[HN Gopher] Tiny-C Compiler (2001)
___________________________________________________________________
Tiny-C Compiler (2001)
Author : swatson741
Score : 199 points
Date : 2023-03-13 10:30 UTC (12 hours ago)
(HTM) web link (www.iro.umontreal.ca)
(TXT) w3m dump (www.iro.umontreal.ca)
| WoodenChair wrote:
| This is an interpreter for a super restricted subset of C and it
| looks well written from a pedagogical standpoint (keeps thing
| pretty simple, fairly easy to read). But it's slightly awk to
| strip-down a language (what features do you keep, what do you
| lose?). I think it's more fun to build an interpreter for an
| actual tiny language. In my next book I have interpreters for
| Brainfuck [0], an obfuscated kind of joke of a language, and Tiny
| BASIC[1] a real tiny language that was used on early personal
| computers. These are pretty common first projects for folks
| interested in doing an interpreter.
|
| Here's why real languages are better than stripped down
| languages: Anyone with programming knowledge can implement a
| Brainfuck interpreter in a few hours and run any Brainfuck
| program. Anyone with a tiny bit of CS knowledge can implement a
| Tiny BASIC interpreter in just a day and then you can run any
| real Tiny BASIC program from the late 70s. It's cool to run real
| programs people actually used.
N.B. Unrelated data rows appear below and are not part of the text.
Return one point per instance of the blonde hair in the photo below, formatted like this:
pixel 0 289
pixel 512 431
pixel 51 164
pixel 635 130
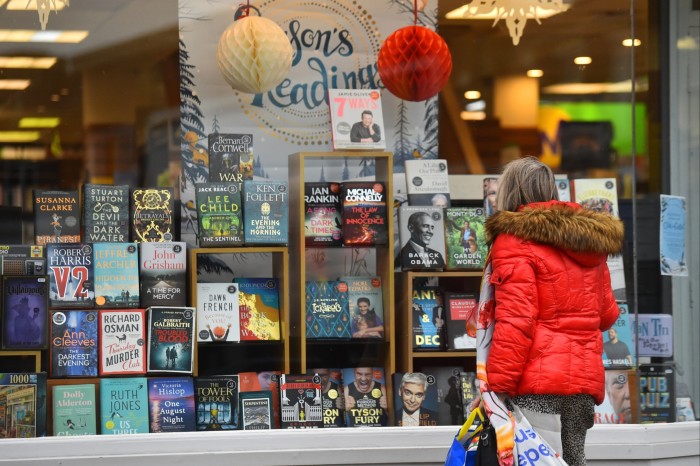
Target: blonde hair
pixel 524 181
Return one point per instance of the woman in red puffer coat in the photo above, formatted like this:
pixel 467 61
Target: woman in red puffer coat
pixel 553 298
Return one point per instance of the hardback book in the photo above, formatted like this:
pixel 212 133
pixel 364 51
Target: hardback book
pixel 427 182
pixel 116 282
pixel 415 399
pixel 73 349
pixel 657 393
pixel 74 410
pixel 171 339
pixel 216 399
pixel 618 342
pixel 364 217
pixel 152 214
pixel 365 397
pixel 226 152
pixel 56 216
pixel 123 405
pixel 331 396
pixel 171 404
pixel 366 306
pixel 105 213
pixel 356 119
pixel 449 398
pixel 219 214
pixel 163 274
pixel 460 320
pixel 301 404
pixel 323 215
pixel 256 410
pixel 259 308
pixel 22 259
pixel 23 401
pixel 327 311
pixel 428 317
pixel 122 342
pixel 71 275
pixel 265 203
pixel 422 237
pixel 218 314
pixel 25 312
pixel 465 238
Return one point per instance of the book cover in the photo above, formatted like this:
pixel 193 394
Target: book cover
pixel 657 393
pixel 219 214
pixel 365 397
pixel 327 311
pixel 105 213
pixel 25 312
pixel 216 399
pixel 364 213
pixel 265 203
pixel 124 405
pixel 56 216
pixel 226 152
pixel 116 275
pixel 259 308
pixel 22 405
pixel 171 404
pixel 163 274
pixel 366 306
pixel 74 410
pixel 73 348
pixel 465 238
pixel 171 336
pixel 422 237
pixel 218 314
pixel 415 399
pixel 428 317
pixel 323 215
pixel 449 399
pixel 331 396
pixel 356 119
pixel 71 275
pixel 301 405
pixel 122 342
pixel 618 342
pixel 152 214
pixel 20 259
pixel 427 182
pixel 256 410
pixel 460 320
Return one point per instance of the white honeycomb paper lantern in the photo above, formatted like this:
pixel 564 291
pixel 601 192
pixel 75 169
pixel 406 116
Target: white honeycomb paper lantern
pixel 254 54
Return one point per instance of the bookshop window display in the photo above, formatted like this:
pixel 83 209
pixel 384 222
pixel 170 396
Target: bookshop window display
pixel 307 257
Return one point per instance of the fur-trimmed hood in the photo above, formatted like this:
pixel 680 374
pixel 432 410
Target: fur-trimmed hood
pixel 564 225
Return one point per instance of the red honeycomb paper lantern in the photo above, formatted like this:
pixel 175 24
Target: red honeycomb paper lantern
pixel 414 63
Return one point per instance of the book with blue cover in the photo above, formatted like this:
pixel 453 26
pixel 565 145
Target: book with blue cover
pixel 327 311
pixel 116 271
pixel 171 404
pixel 124 405
pixel 265 204
pixel 74 343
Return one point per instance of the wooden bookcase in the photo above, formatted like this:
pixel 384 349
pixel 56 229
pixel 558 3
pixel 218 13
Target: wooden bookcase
pixel 411 360
pixel 234 357
pixel 335 352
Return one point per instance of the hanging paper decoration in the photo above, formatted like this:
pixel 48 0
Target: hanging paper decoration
pixel 414 62
pixel 254 54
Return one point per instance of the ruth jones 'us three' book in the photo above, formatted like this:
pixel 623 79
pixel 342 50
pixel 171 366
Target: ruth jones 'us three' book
pixel 122 342
pixel 124 405
pixel 171 338
pixel 56 217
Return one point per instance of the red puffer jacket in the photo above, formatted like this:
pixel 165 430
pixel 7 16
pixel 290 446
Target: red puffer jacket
pixel 553 298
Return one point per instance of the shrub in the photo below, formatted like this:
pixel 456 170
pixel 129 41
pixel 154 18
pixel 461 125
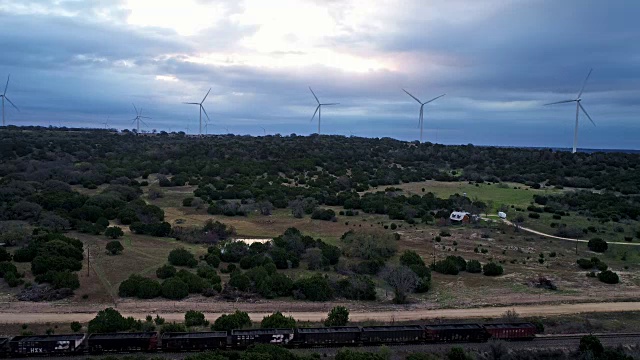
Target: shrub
pixel 166 271
pixel 597 245
pixel 492 269
pixel 277 321
pixel 195 318
pixel 114 247
pixel 175 289
pixel 338 316
pixel 182 257
pixel 114 232
pixel 226 322
pixel 608 277
pixel 474 266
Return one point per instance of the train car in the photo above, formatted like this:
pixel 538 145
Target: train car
pixel 456 333
pixel 244 338
pixel 181 341
pixel 46 344
pixel 4 347
pixel 122 342
pixel 392 334
pixel 511 331
pixel 343 335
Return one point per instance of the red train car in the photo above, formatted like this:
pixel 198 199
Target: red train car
pixel 511 331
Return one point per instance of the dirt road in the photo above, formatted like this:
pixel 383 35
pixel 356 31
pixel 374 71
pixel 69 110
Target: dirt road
pixel 387 316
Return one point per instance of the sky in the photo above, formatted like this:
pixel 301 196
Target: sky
pixel 83 63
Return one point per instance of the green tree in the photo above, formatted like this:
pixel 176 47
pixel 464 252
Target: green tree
pixel 277 321
pixel 338 316
pixel 114 247
pixel 114 232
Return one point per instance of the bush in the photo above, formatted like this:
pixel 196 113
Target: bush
pixel 227 322
pixel 195 318
pixel 597 245
pixel 492 269
pixel 278 321
pixel 608 277
pixel 166 271
pixel 182 257
pixel 114 232
pixel 114 247
pixel 314 288
pixel 175 289
pixel 338 316
pixel 474 266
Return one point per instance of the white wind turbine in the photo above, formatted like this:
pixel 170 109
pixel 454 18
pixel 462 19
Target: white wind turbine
pixel 138 118
pixel 422 104
pixel 4 96
pixel 319 109
pixel 201 109
pixel 579 107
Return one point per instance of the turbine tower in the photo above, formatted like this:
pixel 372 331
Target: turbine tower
pixel 201 109
pixel 139 118
pixel 319 109
pixel 422 104
pixel 4 96
pixel 579 107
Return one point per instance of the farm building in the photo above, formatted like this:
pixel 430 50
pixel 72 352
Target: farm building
pixel 460 217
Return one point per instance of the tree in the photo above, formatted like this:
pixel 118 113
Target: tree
pixel 226 322
pixel 175 289
pixel 108 320
pixel 195 318
pixel 76 326
pixel 591 343
pixel 492 269
pixel 402 280
pixel 597 245
pixel 338 316
pixel 278 321
pixel 114 247
pixel 114 232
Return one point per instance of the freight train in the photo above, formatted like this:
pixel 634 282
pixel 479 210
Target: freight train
pixel 73 344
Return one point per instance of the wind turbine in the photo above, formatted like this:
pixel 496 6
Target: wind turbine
pixel 579 107
pixel 422 104
pixel 319 109
pixel 4 96
pixel 139 118
pixel 201 109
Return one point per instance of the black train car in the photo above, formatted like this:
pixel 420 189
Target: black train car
pixel 392 334
pixel 46 344
pixel 342 335
pixel 244 338
pixel 456 333
pixel 122 342
pixel 4 347
pixel 511 331
pixel 208 340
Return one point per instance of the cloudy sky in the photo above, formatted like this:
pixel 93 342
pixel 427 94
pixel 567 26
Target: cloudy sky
pixel 82 63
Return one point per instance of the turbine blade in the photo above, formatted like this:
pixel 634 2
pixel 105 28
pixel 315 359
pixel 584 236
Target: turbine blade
pixel 10 102
pixel 585 112
pixel 584 83
pixel 435 98
pixel 205 97
pixel 559 102
pixel 314 95
pixel 7 85
pixel 205 112
pixel 314 114
pixel 415 98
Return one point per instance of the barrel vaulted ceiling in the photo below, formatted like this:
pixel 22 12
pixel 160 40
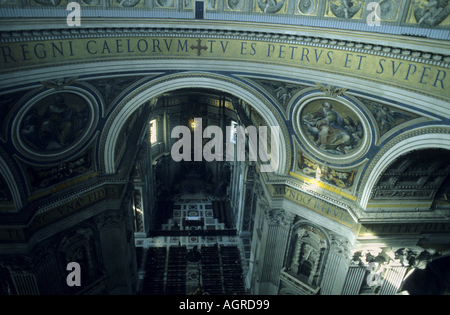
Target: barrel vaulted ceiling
pixel 283 62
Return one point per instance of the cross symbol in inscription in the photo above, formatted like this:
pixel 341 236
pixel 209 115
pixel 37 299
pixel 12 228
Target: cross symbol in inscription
pixel 198 47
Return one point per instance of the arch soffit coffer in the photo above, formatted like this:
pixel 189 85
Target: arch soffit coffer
pixel 418 139
pixel 198 80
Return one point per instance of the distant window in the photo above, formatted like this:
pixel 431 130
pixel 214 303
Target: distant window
pixel 152 131
pixel 199 7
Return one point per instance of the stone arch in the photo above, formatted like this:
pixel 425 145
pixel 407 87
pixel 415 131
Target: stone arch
pixel 419 139
pixel 190 80
pixel 7 171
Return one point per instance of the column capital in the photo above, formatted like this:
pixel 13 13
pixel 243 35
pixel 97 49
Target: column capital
pixel 279 217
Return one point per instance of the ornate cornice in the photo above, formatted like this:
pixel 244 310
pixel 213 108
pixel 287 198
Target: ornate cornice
pixel 408 54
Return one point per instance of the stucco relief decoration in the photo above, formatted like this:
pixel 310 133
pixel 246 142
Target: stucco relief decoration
pixel 282 91
pixel 164 3
pixel 342 179
pixel 55 122
pixel 386 116
pixel 306 6
pixel 431 12
pixel 387 9
pixel 415 258
pixel 345 8
pixel 306 254
pixel 332 127
pixel 45 177
pixel 270 6
pixel 235 4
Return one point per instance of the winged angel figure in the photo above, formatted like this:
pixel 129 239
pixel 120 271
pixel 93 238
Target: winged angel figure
pixel 331 90
pixel 386 117
pixel 270 6
pixel 347 9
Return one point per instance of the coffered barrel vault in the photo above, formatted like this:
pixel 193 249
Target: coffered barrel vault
pixel 88 121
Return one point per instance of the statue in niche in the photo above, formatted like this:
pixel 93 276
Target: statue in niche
pixel 305 254
pixel 270 6
pixel 347 9
pixel 432 12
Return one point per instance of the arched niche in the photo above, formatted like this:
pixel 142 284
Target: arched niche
pixel 420 139
pixel 191 80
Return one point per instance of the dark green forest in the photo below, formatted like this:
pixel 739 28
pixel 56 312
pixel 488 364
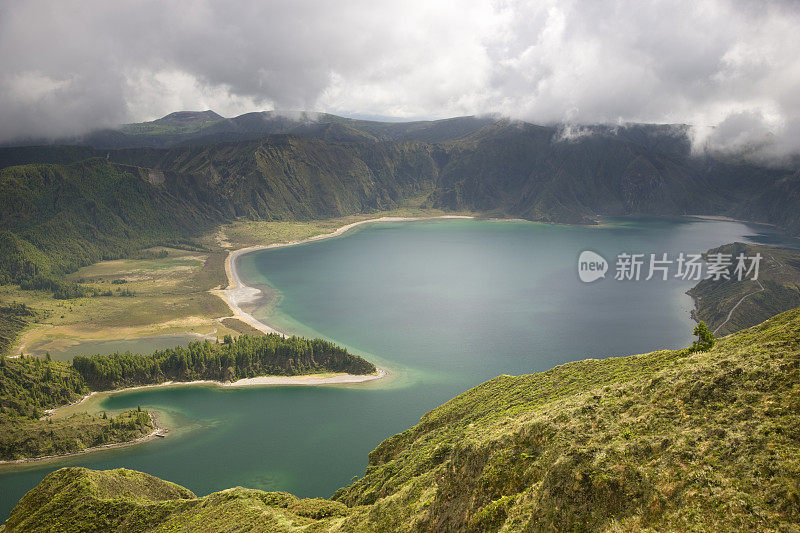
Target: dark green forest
pixel 62 207
pixel 244 357
pixel 29 386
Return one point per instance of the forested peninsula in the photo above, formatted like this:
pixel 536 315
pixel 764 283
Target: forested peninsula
pixel 30 386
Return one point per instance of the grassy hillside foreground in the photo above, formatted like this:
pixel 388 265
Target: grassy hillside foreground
pixel 667 440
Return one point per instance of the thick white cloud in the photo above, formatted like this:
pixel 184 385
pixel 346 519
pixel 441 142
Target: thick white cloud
pixel 66 67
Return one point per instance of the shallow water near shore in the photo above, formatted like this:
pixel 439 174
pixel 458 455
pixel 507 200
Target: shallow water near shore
pixel 444 305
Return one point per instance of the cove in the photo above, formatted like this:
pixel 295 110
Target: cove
pixel 444 305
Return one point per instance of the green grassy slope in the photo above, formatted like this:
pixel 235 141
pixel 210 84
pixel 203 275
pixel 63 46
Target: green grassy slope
pixel 28 386
pixel 749 302
pixel 665 441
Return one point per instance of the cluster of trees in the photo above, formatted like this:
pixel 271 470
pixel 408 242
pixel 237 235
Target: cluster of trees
pixel 227 361
pixel 13 319
pixel 28 385
pixel 705 338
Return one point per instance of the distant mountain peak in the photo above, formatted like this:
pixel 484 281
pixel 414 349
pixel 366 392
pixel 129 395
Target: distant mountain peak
pixel 183 118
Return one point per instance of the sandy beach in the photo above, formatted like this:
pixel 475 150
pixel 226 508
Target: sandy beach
pixel 157 432
pixel 238 293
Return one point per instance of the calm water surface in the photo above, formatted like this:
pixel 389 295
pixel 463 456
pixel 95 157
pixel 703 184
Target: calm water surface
pixel 444 305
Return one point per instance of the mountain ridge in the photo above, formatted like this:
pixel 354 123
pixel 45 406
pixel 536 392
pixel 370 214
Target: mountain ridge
pixel 670 440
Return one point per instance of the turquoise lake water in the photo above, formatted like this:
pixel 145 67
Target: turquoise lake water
pixel 444 305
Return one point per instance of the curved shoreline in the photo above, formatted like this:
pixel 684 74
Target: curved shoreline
pixel 328 378
pixel 157 432
pixel 237 292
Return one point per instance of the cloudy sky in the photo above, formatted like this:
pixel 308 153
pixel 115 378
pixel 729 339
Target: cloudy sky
pixel 729 67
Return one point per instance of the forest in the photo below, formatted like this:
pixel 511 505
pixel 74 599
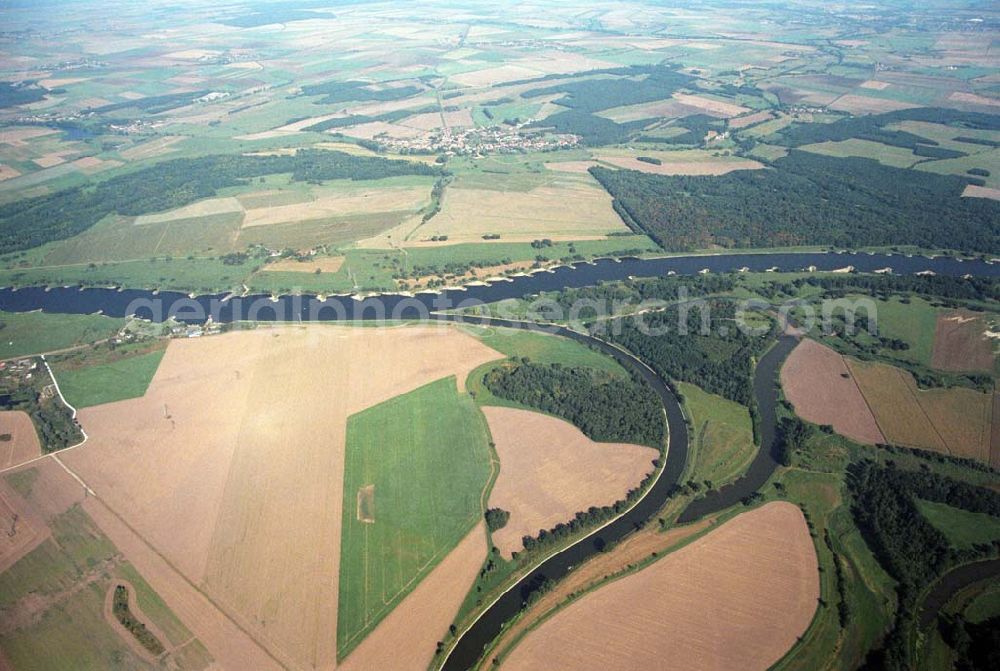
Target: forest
pixel 807 199
pixel 907 546
pixel 607 408
pixel 872 127
pixel 719 358
pixel 34 221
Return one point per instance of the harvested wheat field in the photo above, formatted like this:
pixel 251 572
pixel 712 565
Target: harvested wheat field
pixel 371 201
pixel 703 167
pixel 566 210
pixel 209 443
pixel 855 104
pixel 961 344
pixel 323 264
pixel 817 381
pixel 18 438
pixel 549 470
pixel 737 598
pixel 711 107
pixel 23 528
pixel 952 421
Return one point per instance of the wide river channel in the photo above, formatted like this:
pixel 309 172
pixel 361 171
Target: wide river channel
pixel 471 643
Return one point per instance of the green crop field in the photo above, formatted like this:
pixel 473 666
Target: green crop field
pixel 85 384
pixel 961 527
pixel 426 456
pixel 37 332
pixel 722 440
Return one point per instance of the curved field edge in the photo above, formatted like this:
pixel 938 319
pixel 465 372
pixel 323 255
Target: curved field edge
pixel 775 534
pixel 425 498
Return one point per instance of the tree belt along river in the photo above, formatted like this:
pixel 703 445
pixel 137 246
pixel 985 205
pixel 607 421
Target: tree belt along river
pixel 472 642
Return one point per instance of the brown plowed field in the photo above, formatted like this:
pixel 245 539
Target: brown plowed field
pixel 960 343
pixel 952 421
pixel 549 470
pixel 23 444
pixel 817 382
pixel 231 466
pixel 737 598
pixel 406 638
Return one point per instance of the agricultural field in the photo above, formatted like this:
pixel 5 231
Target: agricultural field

With this stripped down C, there
| are no pre-made real programs...
|
| 0:https://en.wikipedia.org/wiki/Brainfuck
| 1:https://en.wikipedia.org/wiki/Tiny_BASIC
| Gordonjcp wrote:
| FORTH is another language that's quick and easy to write from
| scratch, where you need a couple of dozen words written in
| assembler and then the rest of FORTH can be written in FORTH.
| doodlesdev wrote:
| Another language that's more modern and currently useful but
| which is very tiny to write an interpreter for is Lua [0][1].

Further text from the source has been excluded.